The supporting infrastructure is what makes it production-grade. Sandboxes have a 24-hour lifetime and configurable CPU/memory. The file system is ephemeral by default; mount a template or persist a directory if you need state. Network access is off by default — opt in per sandbox — which is the right default for model-generated code. The orchestrator is open source, deployable to AWS, GCP, Azure, or generic Linux via Terraform.
The self-hosting story matters for regulated use. Run the entire E2B stack inside your own VPC. Agent code never leaves your network. For finance, healthcare, or defense-adjacent work, that is the entire decision.
Firecracker is the right primitive, and it is not free. The 200ms cold start is fast for a VM and slow for a tight agent loop. The optimization is to keep sandboxes warm and reuse them, but at that point you are back to sharing a kernel between executions from different users — exactly what Firecracker was meant to prevent. The unit of isolation in E2B is the sandbox lifetime, not the runCode call.
The open-source stack assumes KVM. macOS developers on Apple Silicon are out of luck on the self-hosted path; the hosted version handles it, but on-prem means x86 hardware. There is no path around it — that is what the architecture requires.

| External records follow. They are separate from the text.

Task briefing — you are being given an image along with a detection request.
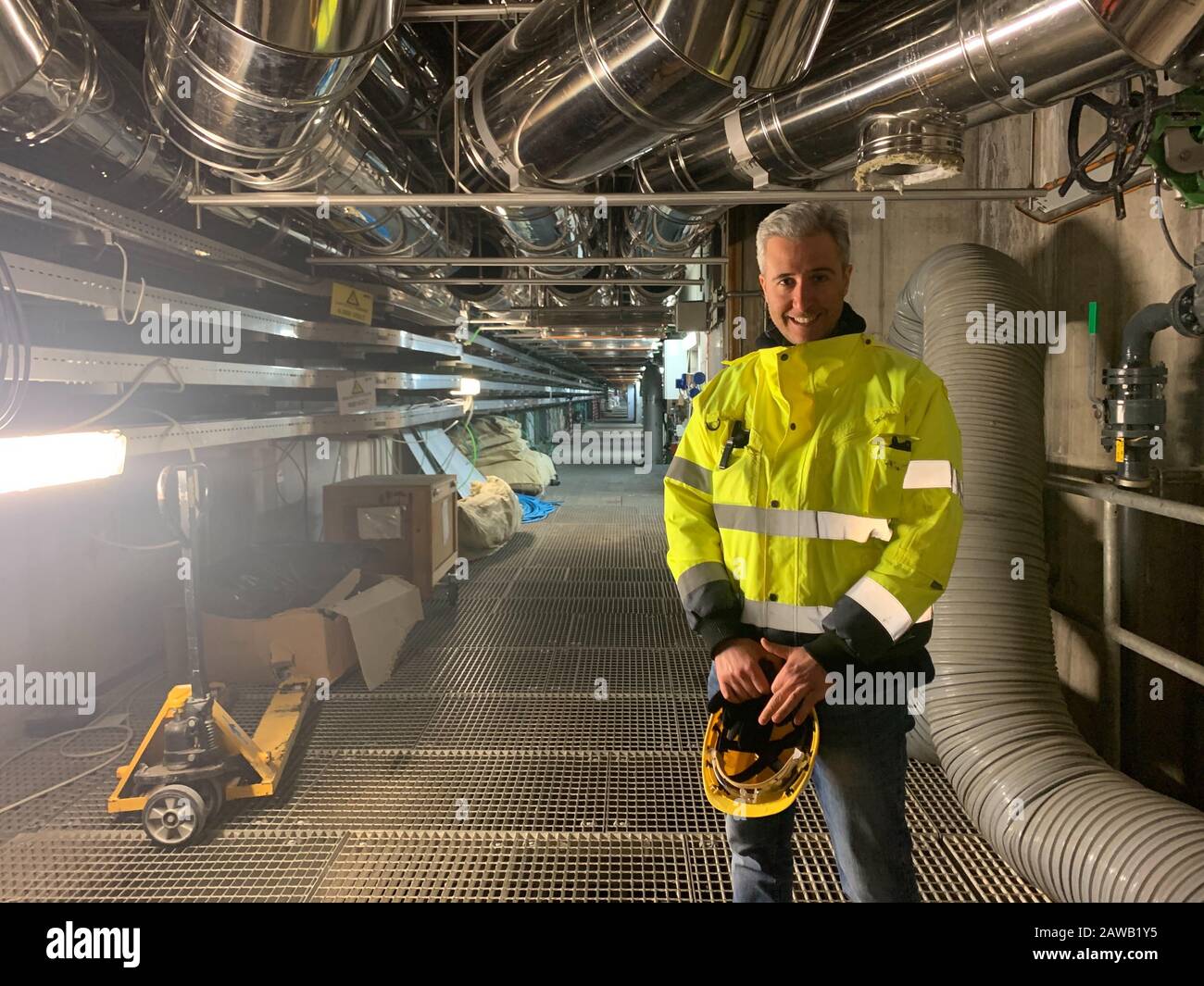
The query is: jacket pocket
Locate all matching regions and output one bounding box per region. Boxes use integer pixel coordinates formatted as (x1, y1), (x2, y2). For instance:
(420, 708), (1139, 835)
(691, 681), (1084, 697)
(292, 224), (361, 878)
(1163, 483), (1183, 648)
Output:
(710, 445), (761, 506)
(832, 419), (911, 520)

The biggest gap is observability. The SDK gives you stdout, stderr, and exit codes, not a sysdig-grade trace of every syscall. For most teams this is fine. For teams that need to prove to a security reviewer that an agent did not exfiltrate data, you are doing the instrumentation yourself.
Use E2B when you are running untrusted code where a sandbox escape has real consequences. Customer-facing agents. Internal tools where the model touches production data. Any workflow where the model has access to credentials, network, or a file system that matters.
Skip it when the code is trusted (just use subprocess) or when you need sub-50ms latency in a tight loop (keep one warm sandbox and accept the weaker isolation). And do not treat it as a boundary against an actively hostile model — the threat model for a state-level attacker is "is your hypervisor patched this week."
Most of the "AI agent execution" layer in 2026 is someone who watched a tutorial, ran subprocess, and shipped it. Some wrapped that in a Docker container and called it a sandbox. E2B started from the right primitive — Firecracker microVMs, the same thing Amazon uses to isolate Lambda — and built a developer experience small enough to audit and fast enough to be useful.
Daytona, Modal, and open-source alternatives exist. E2B is the one I would bet a security review on, because the architecture forces the right decisions. If you are building agents that execute code and you are not using microVMs, you have not understood the threat model.
— Mr. Technology
E2B is open source at github.com/e2b-dev/E2B. Apache 2.0 SDK, MIT-licensed infra, self-hostable on AWS, GCP, Azure, or generic Linux via Terraform. Firecracker microVMs, 150-200ms cold start, 24h sandbox lifetime, opt-in network access. Code Interpreter SDK for Python and Node. Used in production by Hugging Face, Perplexity, and a long tail of agent startups. 8.5K+ stars, active 2026 development.